Because the Constitution — whose very purpose is to limit the power of government — is the supreme law of the land. Thus, when public officials violate it by twisting its meaning to serve their own ends, they become outlaws and cease to be legitimate agents of government. Viewing the Constitution as a living document guarantees a dying republic.



This brings us back to Judge Moon and his ruling. If the government can mandate individual economic activity based on the perceived consequences of collective economic inactivity, where does it end? For instance, we all will die, and others (sometimes even the state) often have to foot the bill for our funerals. Perhaps we all should be forced to buy death insurance. Or maybe it should be mandated that we all work more hours to increase national productivity or, addressing actual activity, that we work fewer (as France mandated) so more people can find employment. The fact is that most things we do — or fail to do — amount to “economic decisions” whose “total incidence…has a substantial impact on the national market.”



And this is the point naïve leftists (not the Machiavellian ones who want to play puppeteer) miss. In their childish zeal to realize one legislative victory, they strengthen a precedent that will be — and has already been — used to remove freedoms they hold dear. Take the Kelo eminent domain decision, for instance. Do you realize that the economic-impact argument lay behind it? After all, it allows the government to force private citizens to sell their land to other private citizens who will put it to “better economic use.” The idea is that if the 85-year-old widow refuses to sell her home and the hapless congregation next door refuses to sell its church to a rich developer who wants to build a strip mall, the area loses out on jobs and the local government loses tax revenue. Hey, when the little people refuse to sell their property, it's an “economic decision” whose “total incidence … has a substantial impact” on the market.



The reality is that the economic-impact principle would give the federal government almost unlimited power to control our lives. Thus, if we accept it, there’s no point in even having a constitution.



Unfortunately, this would suit many of our “leaders” just fine. Just consider some of their responses when asked about the constitutionality of ObamaCare. Congressman Pete Stark (D-Calif.) said at a town-hall meeting, “The Federal Government, yes, can do most anything in this country.” At another such gathering, Phil Hare (D-Ill.) admitted, “I don’t worry about the Constitution on this, to be honest.” And when a reporter posed the constitutionality question to Nancy Pelosi, she scoffed, “Are you serious?! Are you serious?!” Well, I guess the American people aren’t serious enough. After all, while Hare lost his re-election bid, Stark and Pelosi were returned to office.
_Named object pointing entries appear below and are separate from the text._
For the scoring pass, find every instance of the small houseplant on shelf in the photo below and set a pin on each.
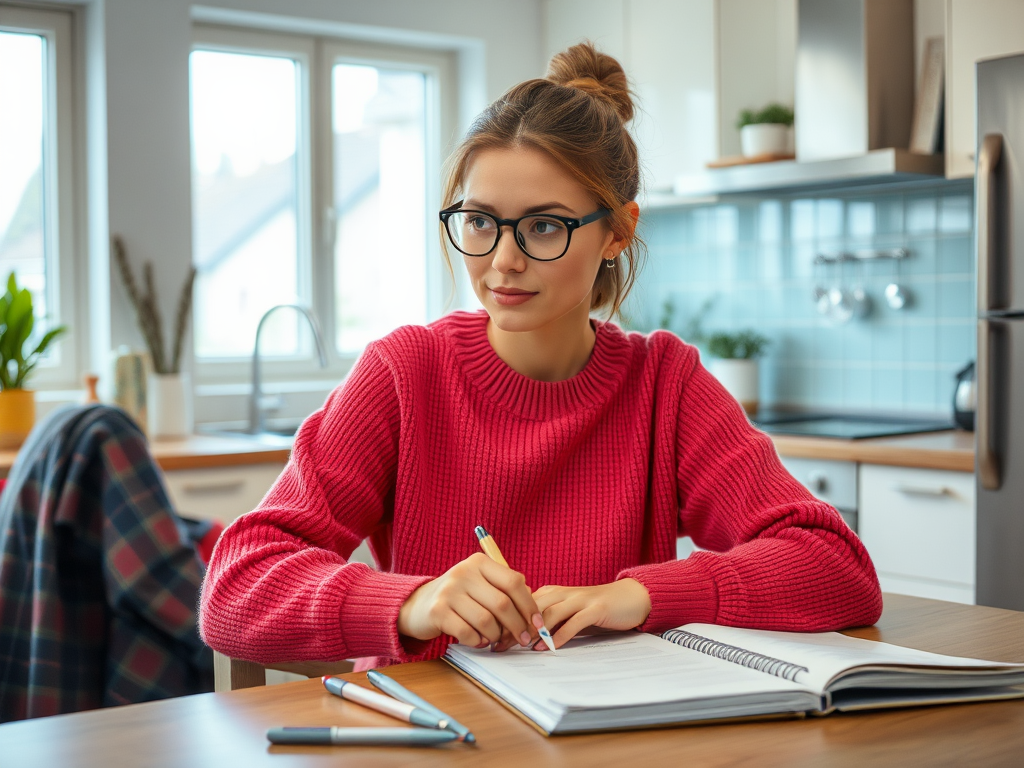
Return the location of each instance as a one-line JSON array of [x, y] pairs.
[[17, 358], [734, 363], [168, 390], [765, 132]]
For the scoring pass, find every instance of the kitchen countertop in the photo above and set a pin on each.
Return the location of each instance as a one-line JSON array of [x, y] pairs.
[[952, 450], [203, 452]]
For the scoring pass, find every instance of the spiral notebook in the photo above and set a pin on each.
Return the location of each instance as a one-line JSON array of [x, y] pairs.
[[704, 672]]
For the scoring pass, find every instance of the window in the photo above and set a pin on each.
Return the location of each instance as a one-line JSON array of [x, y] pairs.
[[36, 216], [315, 180]]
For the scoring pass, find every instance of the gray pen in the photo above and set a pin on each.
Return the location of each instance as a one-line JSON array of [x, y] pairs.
[[388, 706], [399, 691], [359, 736]]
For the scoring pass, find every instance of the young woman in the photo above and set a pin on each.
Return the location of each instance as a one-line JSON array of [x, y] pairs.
[[584, 450]]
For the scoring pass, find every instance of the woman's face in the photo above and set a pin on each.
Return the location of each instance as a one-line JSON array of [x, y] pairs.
[[520, 293]]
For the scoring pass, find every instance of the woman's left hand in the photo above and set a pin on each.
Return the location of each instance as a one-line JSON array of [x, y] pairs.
[[620, 605]]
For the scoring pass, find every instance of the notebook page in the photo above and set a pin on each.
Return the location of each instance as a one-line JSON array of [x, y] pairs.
[[614, 671], [828, 653]]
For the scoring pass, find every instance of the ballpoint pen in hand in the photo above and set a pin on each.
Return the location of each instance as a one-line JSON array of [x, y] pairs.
[[388, 706], [489, 548], [396, 689]]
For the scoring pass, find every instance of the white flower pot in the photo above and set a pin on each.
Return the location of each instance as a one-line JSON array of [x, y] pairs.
[[765, 138], [739, 377], [168, 404]]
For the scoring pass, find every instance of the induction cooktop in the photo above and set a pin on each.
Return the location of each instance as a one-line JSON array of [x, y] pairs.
[[846, 426]]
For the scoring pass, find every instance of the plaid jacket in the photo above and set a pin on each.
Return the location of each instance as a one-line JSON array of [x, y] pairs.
[[98, 583]]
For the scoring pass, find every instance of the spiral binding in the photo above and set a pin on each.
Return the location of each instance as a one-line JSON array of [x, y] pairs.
[[744, 657]]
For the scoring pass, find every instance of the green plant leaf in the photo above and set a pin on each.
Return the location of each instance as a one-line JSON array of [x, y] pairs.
[[16, 325], [45, 341], [738, 345], [773, 113]]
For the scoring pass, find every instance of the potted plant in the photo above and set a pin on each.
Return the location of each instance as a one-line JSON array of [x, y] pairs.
[[734, 363], [168, 390], [767, 131], [17, 358]]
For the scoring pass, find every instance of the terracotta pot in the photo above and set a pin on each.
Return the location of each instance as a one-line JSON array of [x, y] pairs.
[[739, 377], [17, 415]]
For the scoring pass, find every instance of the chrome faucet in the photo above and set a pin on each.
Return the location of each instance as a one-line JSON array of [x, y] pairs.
[[257, 408]]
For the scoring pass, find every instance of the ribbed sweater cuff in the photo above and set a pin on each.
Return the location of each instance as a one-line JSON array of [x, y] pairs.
[[370, 613], [681, 591]]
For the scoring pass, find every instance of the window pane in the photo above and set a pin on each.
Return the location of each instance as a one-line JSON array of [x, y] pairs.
[[379, 202], [245, 201], [23, 216]]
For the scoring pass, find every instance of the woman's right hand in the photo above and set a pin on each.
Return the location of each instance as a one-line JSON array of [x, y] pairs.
[[474, 601]]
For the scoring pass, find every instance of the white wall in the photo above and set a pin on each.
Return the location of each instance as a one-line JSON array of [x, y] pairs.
[[135, 61]]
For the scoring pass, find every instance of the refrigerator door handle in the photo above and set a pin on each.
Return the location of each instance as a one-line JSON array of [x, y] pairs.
[[989, 472], [988, 161]]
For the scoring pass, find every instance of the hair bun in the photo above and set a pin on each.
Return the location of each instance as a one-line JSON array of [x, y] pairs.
[[585, 68]]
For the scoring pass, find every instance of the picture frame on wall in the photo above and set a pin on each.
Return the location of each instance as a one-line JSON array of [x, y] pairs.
[[926, 130]]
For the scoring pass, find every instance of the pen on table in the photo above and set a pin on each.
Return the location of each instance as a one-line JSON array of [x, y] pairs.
[[359, 736], [399, 691], [489, 547], [388, 706]]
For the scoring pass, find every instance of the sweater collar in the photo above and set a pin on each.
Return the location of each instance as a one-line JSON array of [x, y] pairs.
[[589, 389]]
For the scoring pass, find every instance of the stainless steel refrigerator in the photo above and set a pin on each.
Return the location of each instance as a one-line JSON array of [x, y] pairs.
[[999, 416]]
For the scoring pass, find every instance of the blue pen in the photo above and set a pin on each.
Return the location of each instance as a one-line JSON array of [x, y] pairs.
[[399, 691], [359, 736], [388, 706]]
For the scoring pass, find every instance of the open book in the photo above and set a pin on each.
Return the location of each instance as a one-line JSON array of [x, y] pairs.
[[705, 672]]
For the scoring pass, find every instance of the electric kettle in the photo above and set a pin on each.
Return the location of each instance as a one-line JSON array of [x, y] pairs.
[[965, 397]]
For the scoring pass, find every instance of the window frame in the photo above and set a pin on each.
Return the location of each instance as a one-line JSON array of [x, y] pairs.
[[316, 185], [61, 368]]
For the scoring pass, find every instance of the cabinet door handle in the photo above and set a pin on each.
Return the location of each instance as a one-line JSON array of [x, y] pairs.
[[222, 486], [931, 493]]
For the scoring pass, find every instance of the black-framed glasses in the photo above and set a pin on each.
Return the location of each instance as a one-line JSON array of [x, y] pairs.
[[543, 237]]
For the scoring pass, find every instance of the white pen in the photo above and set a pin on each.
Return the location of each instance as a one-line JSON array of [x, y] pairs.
[[379, 701]]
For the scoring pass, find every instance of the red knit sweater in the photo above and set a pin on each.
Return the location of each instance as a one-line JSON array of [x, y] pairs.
[[581, 481]]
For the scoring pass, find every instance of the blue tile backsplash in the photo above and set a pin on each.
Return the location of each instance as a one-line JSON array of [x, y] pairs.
[[755, 259]]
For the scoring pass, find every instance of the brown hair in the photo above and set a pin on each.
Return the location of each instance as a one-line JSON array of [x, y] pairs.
[[577, 114]]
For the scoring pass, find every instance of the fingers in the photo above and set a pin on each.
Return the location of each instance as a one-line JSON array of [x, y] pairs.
[[478, 616], [502, 608], [513, 585], [573, 626]]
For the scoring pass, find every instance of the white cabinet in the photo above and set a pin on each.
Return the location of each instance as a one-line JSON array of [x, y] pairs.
[[693, 64], [919, 527], [226, 493], [975, 30], [221, 493]]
And I’d like to really get serious. If these politicians are so enamored of extralegal actions, perhaps we should take some ourselves that would encourage them to rethink their approach. For example, if the feds won’t recognize states’ rights, the states should refuse to recognize the feds’ rights. Then, another option is implied in one of G.K. Chesterton’s laments: “It is terrible to contemplate how few politicians are hanged.”